Ian Bicking writes:

 > Just for perspective, I don't know if I've ever wanted to deal with a URL
 > like that.

Ditto, I do many times a day for Japanese media sites and Wikipedia.

 > I know how it is supposed to work, and I know what a browser does
 > with that, but so many tools will clean that URL up *or* won't be
 > able to deal with it at all that it's not something I'll be passing
 > around.

I'm not suggesting that is something you want to be "passing around";
it's a presentation form, and I prefer that the internal form use
Unicode.

 > While it's nice to be correct about encodings, sometimes it is
 > impractical.  And it is far nicer to avoid the situation entirely.

But you cannot avoid it entirely.  Processing bytes mean you are
assuming ASCII compatibility.  Granted, this is a pretty good
assumption, especially if you got the bytes off the wire, but it's not
universally so.

Maybe it's a YAGNI, but one reason I prefer the decode-process-encode
paradigm is that choice of codec is a specification of the assumptions
you're making about encoding.  So the Know-Nothing codec described
above assumes just enough ASCII compatibility to parse the scheme.
You could also have codecs which assume just enough ASCII
compatibility to parse a hierarchical scheme, etc.

 > That is, decoding content you don't care about isn't just
 > inefficient, it's complicated and can introduce errors.

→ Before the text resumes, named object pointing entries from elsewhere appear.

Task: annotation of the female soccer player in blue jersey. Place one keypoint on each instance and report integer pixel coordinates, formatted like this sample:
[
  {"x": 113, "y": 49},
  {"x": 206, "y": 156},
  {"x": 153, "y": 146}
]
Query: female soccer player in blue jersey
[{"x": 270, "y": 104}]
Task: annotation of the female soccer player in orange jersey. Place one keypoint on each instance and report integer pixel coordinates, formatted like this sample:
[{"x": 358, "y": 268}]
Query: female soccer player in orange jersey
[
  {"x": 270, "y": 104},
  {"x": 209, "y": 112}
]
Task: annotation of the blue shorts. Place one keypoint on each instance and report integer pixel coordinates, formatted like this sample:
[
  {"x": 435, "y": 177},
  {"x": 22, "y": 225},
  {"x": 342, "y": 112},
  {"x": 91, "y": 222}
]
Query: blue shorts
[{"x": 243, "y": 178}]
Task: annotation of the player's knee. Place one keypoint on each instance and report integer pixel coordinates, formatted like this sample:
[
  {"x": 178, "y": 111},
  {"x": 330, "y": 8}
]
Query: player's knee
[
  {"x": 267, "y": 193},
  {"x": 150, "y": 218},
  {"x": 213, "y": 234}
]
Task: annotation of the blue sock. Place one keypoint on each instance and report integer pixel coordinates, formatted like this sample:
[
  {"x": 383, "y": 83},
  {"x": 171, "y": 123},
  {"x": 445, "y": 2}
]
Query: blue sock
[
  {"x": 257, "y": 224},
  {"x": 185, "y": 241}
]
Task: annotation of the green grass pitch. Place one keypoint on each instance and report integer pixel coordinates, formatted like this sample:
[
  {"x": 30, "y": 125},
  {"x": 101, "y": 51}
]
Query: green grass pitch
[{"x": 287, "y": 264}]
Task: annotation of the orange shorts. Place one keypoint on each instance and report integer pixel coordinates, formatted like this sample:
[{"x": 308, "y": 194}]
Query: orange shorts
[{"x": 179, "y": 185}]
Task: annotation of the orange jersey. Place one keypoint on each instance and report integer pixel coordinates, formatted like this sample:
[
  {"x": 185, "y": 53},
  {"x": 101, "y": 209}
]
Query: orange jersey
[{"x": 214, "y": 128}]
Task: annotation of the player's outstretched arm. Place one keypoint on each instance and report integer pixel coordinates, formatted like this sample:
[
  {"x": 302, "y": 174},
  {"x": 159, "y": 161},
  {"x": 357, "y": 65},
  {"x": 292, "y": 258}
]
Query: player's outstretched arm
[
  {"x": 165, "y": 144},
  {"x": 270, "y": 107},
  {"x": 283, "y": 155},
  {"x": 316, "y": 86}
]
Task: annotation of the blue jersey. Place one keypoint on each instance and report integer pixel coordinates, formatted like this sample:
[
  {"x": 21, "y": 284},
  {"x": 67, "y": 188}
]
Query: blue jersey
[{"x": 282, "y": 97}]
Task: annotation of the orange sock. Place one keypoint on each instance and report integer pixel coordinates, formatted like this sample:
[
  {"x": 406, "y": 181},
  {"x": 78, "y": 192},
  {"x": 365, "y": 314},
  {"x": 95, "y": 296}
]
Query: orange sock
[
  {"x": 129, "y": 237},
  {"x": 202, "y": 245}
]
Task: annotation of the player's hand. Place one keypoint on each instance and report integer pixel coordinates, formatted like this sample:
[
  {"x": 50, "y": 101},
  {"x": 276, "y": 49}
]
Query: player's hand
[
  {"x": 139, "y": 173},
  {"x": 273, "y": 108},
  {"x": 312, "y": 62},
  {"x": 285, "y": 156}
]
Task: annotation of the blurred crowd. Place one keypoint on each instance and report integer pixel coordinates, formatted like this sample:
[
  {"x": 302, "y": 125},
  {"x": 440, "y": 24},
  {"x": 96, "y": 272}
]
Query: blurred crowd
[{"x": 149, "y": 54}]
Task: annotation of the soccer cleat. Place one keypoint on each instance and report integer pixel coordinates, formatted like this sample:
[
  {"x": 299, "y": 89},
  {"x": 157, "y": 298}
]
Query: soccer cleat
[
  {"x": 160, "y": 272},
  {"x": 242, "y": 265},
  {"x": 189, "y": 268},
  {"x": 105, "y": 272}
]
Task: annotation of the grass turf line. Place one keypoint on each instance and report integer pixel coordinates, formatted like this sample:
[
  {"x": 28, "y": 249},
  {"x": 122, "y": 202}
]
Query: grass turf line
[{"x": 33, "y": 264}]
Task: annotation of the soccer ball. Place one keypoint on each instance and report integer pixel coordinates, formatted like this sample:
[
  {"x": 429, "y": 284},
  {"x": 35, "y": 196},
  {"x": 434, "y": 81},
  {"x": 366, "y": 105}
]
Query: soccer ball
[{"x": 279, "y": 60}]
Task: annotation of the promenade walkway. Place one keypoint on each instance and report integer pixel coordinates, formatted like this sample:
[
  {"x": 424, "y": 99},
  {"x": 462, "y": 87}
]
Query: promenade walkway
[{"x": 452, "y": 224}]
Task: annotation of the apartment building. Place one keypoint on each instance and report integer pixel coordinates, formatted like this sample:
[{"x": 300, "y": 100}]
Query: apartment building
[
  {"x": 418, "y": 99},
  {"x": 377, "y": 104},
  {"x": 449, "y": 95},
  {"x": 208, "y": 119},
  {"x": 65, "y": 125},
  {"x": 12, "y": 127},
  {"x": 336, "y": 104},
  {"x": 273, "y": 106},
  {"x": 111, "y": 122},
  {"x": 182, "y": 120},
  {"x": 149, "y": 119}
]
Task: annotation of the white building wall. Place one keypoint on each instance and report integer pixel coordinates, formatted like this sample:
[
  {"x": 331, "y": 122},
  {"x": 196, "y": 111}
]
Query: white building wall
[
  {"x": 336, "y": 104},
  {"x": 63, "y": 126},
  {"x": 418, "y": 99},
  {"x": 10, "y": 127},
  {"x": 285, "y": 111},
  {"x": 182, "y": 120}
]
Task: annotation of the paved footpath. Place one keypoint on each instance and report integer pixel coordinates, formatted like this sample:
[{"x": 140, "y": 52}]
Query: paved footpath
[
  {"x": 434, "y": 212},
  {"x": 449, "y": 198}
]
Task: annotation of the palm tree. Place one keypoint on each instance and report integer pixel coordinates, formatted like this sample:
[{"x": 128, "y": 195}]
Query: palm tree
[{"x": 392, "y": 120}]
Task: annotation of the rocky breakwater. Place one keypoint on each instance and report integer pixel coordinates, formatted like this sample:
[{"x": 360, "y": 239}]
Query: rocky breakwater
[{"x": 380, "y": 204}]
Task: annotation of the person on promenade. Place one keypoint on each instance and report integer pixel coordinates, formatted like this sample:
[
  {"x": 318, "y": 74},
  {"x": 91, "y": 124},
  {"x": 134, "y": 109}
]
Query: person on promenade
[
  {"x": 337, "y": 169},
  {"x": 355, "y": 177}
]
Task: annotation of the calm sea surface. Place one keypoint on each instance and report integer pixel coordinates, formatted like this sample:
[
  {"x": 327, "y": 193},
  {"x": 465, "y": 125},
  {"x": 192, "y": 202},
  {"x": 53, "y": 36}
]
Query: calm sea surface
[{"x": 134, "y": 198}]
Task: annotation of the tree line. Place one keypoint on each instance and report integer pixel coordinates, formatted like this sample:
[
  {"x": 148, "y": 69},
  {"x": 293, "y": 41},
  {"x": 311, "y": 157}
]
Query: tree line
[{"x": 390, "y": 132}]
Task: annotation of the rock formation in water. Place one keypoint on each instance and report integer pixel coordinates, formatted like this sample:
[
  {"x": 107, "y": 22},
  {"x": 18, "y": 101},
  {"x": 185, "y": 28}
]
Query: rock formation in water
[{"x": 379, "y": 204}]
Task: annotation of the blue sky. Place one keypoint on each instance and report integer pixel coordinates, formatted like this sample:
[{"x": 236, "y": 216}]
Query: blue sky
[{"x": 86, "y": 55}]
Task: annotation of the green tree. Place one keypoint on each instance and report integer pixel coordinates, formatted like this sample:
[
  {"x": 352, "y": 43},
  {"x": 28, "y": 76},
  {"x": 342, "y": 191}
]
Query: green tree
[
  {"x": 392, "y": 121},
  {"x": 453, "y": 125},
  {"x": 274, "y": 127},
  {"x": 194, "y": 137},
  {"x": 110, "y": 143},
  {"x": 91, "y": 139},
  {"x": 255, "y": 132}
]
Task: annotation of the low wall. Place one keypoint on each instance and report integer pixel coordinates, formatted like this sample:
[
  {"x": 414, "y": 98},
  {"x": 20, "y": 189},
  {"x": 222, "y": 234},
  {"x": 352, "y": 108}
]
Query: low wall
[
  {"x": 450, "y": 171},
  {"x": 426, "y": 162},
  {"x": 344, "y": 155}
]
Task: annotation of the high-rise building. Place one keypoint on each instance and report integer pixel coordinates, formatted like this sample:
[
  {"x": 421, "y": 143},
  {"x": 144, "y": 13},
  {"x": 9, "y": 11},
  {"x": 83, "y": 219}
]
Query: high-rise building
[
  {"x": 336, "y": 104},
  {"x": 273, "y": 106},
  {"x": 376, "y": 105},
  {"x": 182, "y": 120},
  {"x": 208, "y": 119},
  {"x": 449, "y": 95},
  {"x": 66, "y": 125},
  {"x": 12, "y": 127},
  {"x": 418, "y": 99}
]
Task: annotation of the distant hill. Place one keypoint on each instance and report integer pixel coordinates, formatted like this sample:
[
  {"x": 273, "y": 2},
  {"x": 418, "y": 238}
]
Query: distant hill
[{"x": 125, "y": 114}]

That depends on the codec(s) used.

 > Similarly I'd expect (from experience) that a programmer using
 > Python to want to take the same approach, sticking with unencoded
 > data in nearly all situations.

Indeed, a programmer using Python 2 would want to do so, because all
her literal strings are bytes by default (ie, if she doesn't mark them
with `u'), and interactive input is, too.  This is no longer so
obvious in Python 3 which takes the attitude that things that are
expected to be human-readable should be processed as str.  The obvious
example in URI space is the file:/// URL, which you'll typically build
up from a user string or a file browser, which will call the os.path
stuff which returns str.

Text editors and viewers will also use str for their buffers, and if
they provide a way to fish out URIs for their users, they'll probably
return str.

I won't pretend to judge the relative importance of such use cases.
But use cases for urllib which naturally favor str until you put the
URI on the wire do exist, as does the debugging presentation aspect.